Father Clarence was absolutely stumped on this issue, and Eva enjoyed shaking his confidence. Eva smiled and let the sun hit her face full on as Pouty climbed into the front. Franz spun the propeller mightily and then, when the engine caught, and the body of the plane shook like a wet dog, Franz jumped into the space just behind Eva’s seat and grabbed her around the waist.
“Are you holding her in?” yelled Pouty.
“Got her!”
The machine jerked forward. With a bounding rush, an eager gathering of speed and a quickening of power, they hopped into the air. Franz filled his mouth with the wind. He let the moment balloon inside of him. And then he flew, for the first time, holding on to his mother’s waist. They rose in what seemed an impossibly steep climb and forgot to breathe, then Pouty calmed down and leveled off and flew due west with the sun behind them.
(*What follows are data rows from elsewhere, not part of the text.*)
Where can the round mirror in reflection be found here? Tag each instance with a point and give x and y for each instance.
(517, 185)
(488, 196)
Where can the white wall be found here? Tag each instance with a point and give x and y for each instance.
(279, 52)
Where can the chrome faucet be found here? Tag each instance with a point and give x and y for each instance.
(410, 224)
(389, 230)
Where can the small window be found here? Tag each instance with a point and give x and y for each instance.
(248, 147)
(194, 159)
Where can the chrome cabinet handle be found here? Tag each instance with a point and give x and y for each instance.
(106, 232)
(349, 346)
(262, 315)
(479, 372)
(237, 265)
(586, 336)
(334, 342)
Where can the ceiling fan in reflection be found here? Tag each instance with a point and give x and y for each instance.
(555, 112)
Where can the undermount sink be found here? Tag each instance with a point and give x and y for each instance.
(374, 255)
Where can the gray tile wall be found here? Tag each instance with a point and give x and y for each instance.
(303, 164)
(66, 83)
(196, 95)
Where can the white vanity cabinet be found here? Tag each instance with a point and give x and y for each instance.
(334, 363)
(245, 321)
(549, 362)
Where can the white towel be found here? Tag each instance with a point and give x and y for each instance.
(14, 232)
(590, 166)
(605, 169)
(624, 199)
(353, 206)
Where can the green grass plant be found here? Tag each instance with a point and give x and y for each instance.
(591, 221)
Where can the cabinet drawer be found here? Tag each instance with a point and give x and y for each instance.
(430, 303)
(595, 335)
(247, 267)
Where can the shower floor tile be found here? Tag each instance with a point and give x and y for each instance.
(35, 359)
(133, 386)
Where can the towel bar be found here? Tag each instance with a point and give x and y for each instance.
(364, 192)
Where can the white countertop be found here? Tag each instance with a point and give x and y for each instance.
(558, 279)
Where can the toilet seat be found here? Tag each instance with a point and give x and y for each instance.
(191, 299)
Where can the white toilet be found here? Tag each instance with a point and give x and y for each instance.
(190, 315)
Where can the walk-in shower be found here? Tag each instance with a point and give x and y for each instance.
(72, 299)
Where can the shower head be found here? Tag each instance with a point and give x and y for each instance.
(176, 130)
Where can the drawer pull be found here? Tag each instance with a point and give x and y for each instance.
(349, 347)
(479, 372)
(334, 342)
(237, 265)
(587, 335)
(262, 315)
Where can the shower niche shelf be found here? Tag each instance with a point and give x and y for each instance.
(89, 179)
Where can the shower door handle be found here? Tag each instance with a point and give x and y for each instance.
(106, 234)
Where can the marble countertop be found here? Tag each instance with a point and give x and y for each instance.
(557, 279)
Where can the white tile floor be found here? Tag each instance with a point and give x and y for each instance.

He wanted to fly up along the river, scare up a few herons and maybe some fish hawks for Eva to see. Over the course of the night, as he’d contemplated the ride for Eva, he’d decided it made a sort of hero out of him to give this dying woman the pleasure of a ride. He would explain it to Fidelis later as a duty of some sort — he hadn’t worked it out yet, but anyway he was quite sure that when Eva landed with pink cheeks and feeling all that much improved, Fidelis would be glad. In fact, Pouty went even further and imagined that the plane ride might result in a complete medical cure. Such things had happened, and such was his faith in the power of flight.
Perhaps Franz possessed a similar faith, because as he held his mother in the seat he imagined that the wind, whipping the skin flat across their faces, was scouring them smooth and pure as they buzzed down along the gleaming gray snake of the river. They gained altitude and the water became a string of mercury, the dusty green trees puffs beside, the roads black threads in the drought-sick fields. They bounced over the hot drifts of air, turned gently when the river shifted, circled an oxbow, and swooped down low over a farm where Mannheim knew the people. They saw all there was to see and flew until Pouty yelled he was getting low on fuel and must go back to the field. All the while she’d waited for the flight, Eva had the hope that during it, because of the thrill of it, her pain would vanish. That did not exactly happen — in some ways the pain grew more intense, but that was because the joy had, too, not just the physical joy of being up in the sky, she would later tell Delphine, but the mental joy.
AFTER THE TWO had come back to earth and Franz had carried her to bed, Eva had one of her final visions. She was propped up with pillows, drinking sips of water, shuddering with happiness and pain.
“Up in the sky, my brain was gulping new air,” she said to Delphine, “I am thinking so fast and furious. I see things.”
“What things?”
“Zum beispiel,” Eva said, “this Argus was only a spot. We are spots. Spots in the spot. No matter. We specks are flying on our own power. We are not blown up there by wind! What does this inform you?”